Dalam audiensi tersebut, tim peneliti Yayasan Pemerhati Kesehatan Publik (YPKP) Indonesia, anggota KABAR, Dr. drg. Amaliya, MsSc., PhD memberikan pemaparan penelitian mengenai penggunaan produk tembakau alternatif, seperti rokok elektrik atau vape, nikotin tempel, snus, dan produk tembakau yang dipanaskan bukan dibakar sebagai salah satu upaya menekan angka perokok di Indonesia.
Hasilnya, menurut drg. Amaliya, produk tembakau alternatif dinilai memiliki risiko kesehatan yang lebih rendah dibandingkan dengan rokok yang dikonsumsi dengan cara dibakar.
“Hal tersebut dapat terjadi karena dalam konsumsinya, produk tembakau alternatif seperti vape menggunakan teknologi yang dipanaskan bukan dibakar. Sehingga, TAR, senyawa karsinogenik berbahaya hasil pembakaran rokok bisa dieliminasi,” jelasnya melalui keterangannya, Rabu (21/2).
Senada dengan drg. Amaliya, perwakilan konsumen KABAR Dimas Jeremia mengatakan, produk tembakau alternatif memiliki risiko yang lebih rendah daripada rokok yang dikonsumsi dengan cara dibakar. “Sudah ada 97 % yang beralih dari rokok yang memiliki risiko tinggi ke produk tembakau alternatif yang risikonya lebih rendah,” paparnya.

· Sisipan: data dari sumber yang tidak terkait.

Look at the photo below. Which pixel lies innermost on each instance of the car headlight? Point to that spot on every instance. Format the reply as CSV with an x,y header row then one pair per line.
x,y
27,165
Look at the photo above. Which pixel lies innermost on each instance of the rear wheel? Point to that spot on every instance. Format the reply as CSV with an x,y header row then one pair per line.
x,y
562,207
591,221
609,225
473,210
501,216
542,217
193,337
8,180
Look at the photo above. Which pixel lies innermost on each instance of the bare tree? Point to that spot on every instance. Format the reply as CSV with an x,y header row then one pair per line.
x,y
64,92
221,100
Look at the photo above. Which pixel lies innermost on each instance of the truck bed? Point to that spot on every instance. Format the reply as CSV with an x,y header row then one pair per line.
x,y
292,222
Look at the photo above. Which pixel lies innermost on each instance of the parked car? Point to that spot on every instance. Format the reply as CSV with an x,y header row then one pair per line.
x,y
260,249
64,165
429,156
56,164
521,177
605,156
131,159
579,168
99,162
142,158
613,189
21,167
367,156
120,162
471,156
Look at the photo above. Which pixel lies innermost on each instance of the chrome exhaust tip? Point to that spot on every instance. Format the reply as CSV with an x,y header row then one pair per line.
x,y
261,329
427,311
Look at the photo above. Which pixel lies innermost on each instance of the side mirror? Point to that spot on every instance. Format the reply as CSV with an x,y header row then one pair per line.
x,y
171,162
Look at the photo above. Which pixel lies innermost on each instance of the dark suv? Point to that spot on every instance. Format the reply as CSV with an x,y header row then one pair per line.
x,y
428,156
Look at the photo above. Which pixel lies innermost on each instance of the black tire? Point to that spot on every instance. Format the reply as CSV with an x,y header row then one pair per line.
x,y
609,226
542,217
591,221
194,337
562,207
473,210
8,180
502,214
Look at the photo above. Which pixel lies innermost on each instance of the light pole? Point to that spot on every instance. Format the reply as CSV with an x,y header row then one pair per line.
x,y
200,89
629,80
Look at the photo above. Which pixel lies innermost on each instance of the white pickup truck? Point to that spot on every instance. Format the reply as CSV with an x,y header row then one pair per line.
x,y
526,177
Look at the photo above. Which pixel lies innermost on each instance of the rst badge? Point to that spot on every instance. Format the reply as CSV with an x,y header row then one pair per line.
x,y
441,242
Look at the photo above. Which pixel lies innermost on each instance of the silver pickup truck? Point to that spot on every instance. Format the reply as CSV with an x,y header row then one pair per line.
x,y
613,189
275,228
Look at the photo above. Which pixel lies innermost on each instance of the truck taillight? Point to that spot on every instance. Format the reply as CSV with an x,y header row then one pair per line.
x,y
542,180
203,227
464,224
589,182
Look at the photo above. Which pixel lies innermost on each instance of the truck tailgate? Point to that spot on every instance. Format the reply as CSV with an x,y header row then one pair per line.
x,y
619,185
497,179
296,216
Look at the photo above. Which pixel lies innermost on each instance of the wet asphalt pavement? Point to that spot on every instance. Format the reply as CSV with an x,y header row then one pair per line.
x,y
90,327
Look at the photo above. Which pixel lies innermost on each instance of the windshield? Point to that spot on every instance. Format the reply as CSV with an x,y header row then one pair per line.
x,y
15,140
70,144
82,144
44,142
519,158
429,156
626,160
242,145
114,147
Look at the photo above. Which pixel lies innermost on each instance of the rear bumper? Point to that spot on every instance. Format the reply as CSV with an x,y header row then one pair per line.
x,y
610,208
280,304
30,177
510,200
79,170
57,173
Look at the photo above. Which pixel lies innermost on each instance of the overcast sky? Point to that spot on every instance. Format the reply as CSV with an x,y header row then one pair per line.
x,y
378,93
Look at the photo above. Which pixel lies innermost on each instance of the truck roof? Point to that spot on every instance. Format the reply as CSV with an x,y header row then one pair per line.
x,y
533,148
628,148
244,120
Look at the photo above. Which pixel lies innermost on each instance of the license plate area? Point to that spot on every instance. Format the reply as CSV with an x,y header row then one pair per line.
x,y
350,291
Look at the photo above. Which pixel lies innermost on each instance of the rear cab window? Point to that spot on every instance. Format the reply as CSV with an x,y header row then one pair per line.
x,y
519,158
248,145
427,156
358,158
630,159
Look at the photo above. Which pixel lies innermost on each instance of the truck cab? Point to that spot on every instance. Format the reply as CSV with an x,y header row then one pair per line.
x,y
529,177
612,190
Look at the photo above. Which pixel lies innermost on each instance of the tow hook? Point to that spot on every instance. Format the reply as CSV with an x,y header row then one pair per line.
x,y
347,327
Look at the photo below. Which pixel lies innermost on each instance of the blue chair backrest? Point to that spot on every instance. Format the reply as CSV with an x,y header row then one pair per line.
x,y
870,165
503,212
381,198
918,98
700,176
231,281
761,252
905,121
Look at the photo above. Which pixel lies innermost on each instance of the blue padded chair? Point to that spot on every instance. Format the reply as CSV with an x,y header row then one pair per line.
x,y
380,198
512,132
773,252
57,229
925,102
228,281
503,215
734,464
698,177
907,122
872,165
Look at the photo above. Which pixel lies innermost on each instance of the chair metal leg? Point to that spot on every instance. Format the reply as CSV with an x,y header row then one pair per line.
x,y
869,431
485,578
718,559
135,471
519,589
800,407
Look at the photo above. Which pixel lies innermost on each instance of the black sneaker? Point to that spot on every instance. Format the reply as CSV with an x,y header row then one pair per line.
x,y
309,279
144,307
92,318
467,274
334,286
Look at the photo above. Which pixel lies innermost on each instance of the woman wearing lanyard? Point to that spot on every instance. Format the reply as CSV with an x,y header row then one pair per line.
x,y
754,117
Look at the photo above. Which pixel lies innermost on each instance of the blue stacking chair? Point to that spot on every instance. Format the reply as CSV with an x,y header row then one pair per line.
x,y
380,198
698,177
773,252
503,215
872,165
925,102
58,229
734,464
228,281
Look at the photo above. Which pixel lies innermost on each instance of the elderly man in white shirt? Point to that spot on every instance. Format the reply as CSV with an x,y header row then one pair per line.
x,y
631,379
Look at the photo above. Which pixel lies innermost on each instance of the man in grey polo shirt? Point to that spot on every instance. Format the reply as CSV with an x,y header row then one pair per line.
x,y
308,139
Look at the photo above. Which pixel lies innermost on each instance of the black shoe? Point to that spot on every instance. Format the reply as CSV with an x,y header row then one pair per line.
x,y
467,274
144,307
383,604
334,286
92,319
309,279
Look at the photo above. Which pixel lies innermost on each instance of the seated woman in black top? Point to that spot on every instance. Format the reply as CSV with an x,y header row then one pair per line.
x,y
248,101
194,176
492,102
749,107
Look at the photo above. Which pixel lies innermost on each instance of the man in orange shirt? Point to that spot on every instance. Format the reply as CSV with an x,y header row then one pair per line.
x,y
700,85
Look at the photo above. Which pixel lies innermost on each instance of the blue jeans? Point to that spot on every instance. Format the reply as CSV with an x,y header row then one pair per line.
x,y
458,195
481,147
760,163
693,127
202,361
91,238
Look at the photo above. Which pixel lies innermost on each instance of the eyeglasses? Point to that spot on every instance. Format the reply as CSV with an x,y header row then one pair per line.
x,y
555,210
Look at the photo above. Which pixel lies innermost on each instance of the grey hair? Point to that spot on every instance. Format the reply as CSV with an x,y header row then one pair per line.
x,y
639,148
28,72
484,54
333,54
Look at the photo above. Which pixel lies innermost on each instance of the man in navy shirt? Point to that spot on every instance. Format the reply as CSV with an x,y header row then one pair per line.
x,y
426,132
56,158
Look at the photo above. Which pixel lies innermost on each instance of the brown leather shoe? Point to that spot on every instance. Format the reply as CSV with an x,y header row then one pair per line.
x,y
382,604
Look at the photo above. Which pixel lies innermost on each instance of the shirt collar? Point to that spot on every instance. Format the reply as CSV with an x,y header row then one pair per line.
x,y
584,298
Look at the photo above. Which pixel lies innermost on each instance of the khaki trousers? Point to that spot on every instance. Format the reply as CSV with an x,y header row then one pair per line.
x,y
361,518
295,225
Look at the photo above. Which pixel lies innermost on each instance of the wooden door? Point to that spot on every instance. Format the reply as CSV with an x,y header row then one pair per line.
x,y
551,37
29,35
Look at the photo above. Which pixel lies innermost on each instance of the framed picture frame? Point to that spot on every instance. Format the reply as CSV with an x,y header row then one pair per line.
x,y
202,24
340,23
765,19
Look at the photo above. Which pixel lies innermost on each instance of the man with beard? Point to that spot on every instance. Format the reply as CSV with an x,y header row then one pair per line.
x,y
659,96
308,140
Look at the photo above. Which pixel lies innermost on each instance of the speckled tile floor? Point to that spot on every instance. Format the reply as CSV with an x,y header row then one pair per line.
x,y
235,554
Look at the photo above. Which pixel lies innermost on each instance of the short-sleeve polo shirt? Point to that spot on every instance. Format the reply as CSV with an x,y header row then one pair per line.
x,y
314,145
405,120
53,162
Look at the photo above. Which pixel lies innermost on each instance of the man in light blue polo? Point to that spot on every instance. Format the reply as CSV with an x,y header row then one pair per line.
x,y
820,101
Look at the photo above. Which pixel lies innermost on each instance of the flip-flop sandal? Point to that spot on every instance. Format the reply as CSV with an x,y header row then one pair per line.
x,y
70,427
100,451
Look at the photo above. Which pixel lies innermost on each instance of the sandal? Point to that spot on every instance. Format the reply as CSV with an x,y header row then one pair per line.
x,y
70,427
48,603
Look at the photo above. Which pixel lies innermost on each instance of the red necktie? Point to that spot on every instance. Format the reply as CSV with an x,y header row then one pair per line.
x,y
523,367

Mengenai penetapan cukai Hasil Pengolahan Tembakau Lainnya (HPTL), Direktur Teknis dan Fasilitas Cukai Ditjen Bea Cukai Marisi Zainuddin Sihotang menjelaskan bahwa penetapan cukai HPTL diberlakukan pada cairan ekstrak yang berasal dari tembakau, termasuk tembakau hisap dan tembakau hirup.
Oleh karena itu, produk tembakau alternatif yang memenuhi syarat dan definisi dari produk HPTL akan dikenakan penetapan cukai, dikendalikan konsumsinya, dan diawasi peredarannya.
Menanggapi hal tersebut, Ketua Bidang Legal dan Business Development Asosiasi Personal Vaporizer Indonesia (APVI), anggota KABAR, Dendy Dwiputra mendukung Ditjen Bea Cukai untuk menetapkan regulasi cukai HPTL, namun tarif sebesar 57 % dianggap dapat mematikan industri.